Summary judgment for Universal Underwriters on 'step down' provision upheld at Fifth District

Sarah Zavala May 10, 2012, 3:11am


Universal Underwriters Insurance Company does not have to pay hundreds of thousands of dollars on an under-insured claim, according to a recent appellate court order.

A panel of Fifth District Appellate Court justices has upheld a decision made by Madison County Associate Judge Clarence Harrison who granted summary judgment for the insurer in an auto accident case.

The case arose from a rear-end collision, where plaintiff David Knebel was the passenger in a car owned by Ron Ward.

Carol Spafford was driving Ward's car, and Kayla Hoffman rear-ended them. The order does not provide background information on the accident.

Hoffman was insured by State Farm Mutual Automobile Insurance Company with a liability policy limit of $50,000 per person or $100,000 per accident.

State Farm settled with Knebel for $50,000.

Knebel subsequently filed a complaint against Ward's car insurance carrier, Universal Underwriters Insurance Co., seeking declaratory judgment, arguing that the insurance company must provide Knebel with under-insured benefits.

State Farm also filed a counterclaim against Universal Underwriters asking the court to interpret the Universal Underwriters' policy to provide Knebel with $500,000 in underinsured-motorist coverage.

State Farm's main argument was that Universal Underwriters' "step down" policy provision was ambiguous and violated Illinois law and public policy.

However, Harrison denied the motions filed by Knebel and State Farm. He found that the policy was not ambiguous or violated public policy, and that plaintiff was not an underinsured motorist.

In an appeal, Knebel and State Farm sought to reverse the circuit court's summary judgment in favor of Universal Underwriters.
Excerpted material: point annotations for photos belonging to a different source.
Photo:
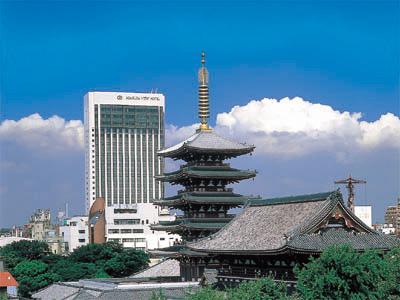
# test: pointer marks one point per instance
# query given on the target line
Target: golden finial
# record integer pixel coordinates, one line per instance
(204, 112)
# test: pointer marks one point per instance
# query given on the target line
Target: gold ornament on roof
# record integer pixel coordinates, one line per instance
(204, 112)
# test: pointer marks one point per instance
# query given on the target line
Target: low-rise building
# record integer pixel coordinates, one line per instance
(74, 232)
(8, 284)
(40, 222)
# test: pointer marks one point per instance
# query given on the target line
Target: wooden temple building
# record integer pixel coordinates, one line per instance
(269, 237)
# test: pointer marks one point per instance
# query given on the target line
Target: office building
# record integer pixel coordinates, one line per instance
(123, 132)
(74, 232)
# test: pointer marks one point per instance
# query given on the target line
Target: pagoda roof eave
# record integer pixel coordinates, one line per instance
(182, 202)
(207, 142)
(188, 149)
(232, 174)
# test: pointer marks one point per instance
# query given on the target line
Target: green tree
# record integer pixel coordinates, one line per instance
(342, 273)
(32, 276)
(126, 263)
(159, 295)
(70, 270)
(392, 259)
(17, 252)
(260, 289)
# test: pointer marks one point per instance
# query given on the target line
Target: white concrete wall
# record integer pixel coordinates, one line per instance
(364, 213)
(146, 214)
(70, 232)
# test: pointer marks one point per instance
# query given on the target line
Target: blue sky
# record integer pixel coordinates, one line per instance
(340, 53)
(343, 54)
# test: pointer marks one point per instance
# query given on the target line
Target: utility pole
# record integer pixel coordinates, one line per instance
(350, 182)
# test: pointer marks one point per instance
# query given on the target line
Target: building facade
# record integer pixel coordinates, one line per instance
(123, 132)
(74, 232)
(40, 222)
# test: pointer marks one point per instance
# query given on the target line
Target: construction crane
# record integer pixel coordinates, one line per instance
(350, 182)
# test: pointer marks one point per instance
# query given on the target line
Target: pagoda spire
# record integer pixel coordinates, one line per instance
(204, 111)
Justice Bruce Stewart, who delivered the order of the court, agreed with Harrison. Justice James Donovan and Stephen Spomer concurred in the Rule 23 decision.
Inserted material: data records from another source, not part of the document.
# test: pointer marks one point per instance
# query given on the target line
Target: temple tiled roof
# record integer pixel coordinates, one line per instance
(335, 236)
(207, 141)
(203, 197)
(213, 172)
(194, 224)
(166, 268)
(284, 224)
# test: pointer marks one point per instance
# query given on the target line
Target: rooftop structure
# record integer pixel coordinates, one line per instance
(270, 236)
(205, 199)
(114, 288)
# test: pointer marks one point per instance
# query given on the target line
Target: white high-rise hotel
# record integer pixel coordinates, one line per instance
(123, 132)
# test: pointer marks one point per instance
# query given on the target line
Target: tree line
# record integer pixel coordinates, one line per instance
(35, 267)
In making the decision, Stewart looked to language in section 5-101 (b) (6) and 5-102(b) (4) of the Vehicle Code and found that "had the legislature intended to increase the minimum uninsured- and underinsured-motorist coverage in a dealer's garage policy, it would have done so with specific language."

During the time, Ward's car was insured under Universal Underwriters' "Garage Operations and Auto Hazard" policy.

Under the step down provision in Universal Underwriters policy, the limit for "non-designated" individuals was $20,000/$40,000.

Universal Underwriters argued that the designated individuals have a limit of $500,000, but that Knebel and Spafford were non-designated individuals.

State Farm argued that the step down provision violates public policy, which requires a minimum liability limit of $100,000/$300,000 for dealership garage policies.

"There is no public policy that requires a dealer's garage policy to provide permissive occupants more than the statutory minimum coverage for underinsured-motorist coverage," Stewart said in the order.

Stewart added that there was no statutory provision in the Vehicle Code or the Insurance Code that prohibited the step-down provisions in the dealer's garage policy.

"The step down provision provides certain named individuals with $500,000 in uninsured/underinsured motorist coverage," Stewart said, adding that the non-designated individuals are not excluded from the policy but instead provided with the statutory minimum coverage.

It wasn't until nine months after the accident that legislation went into effect requiring that the same level of coverage had to be the same for non-designated users, therefore, Stewart said Universal Underwriters' step down provision did not violate Illinois public policy at the time of the accident.

"In the present case, we agree with the circuit court that Universal Underwriters policy is not ambiguous, vague or conflicting," Stewart said.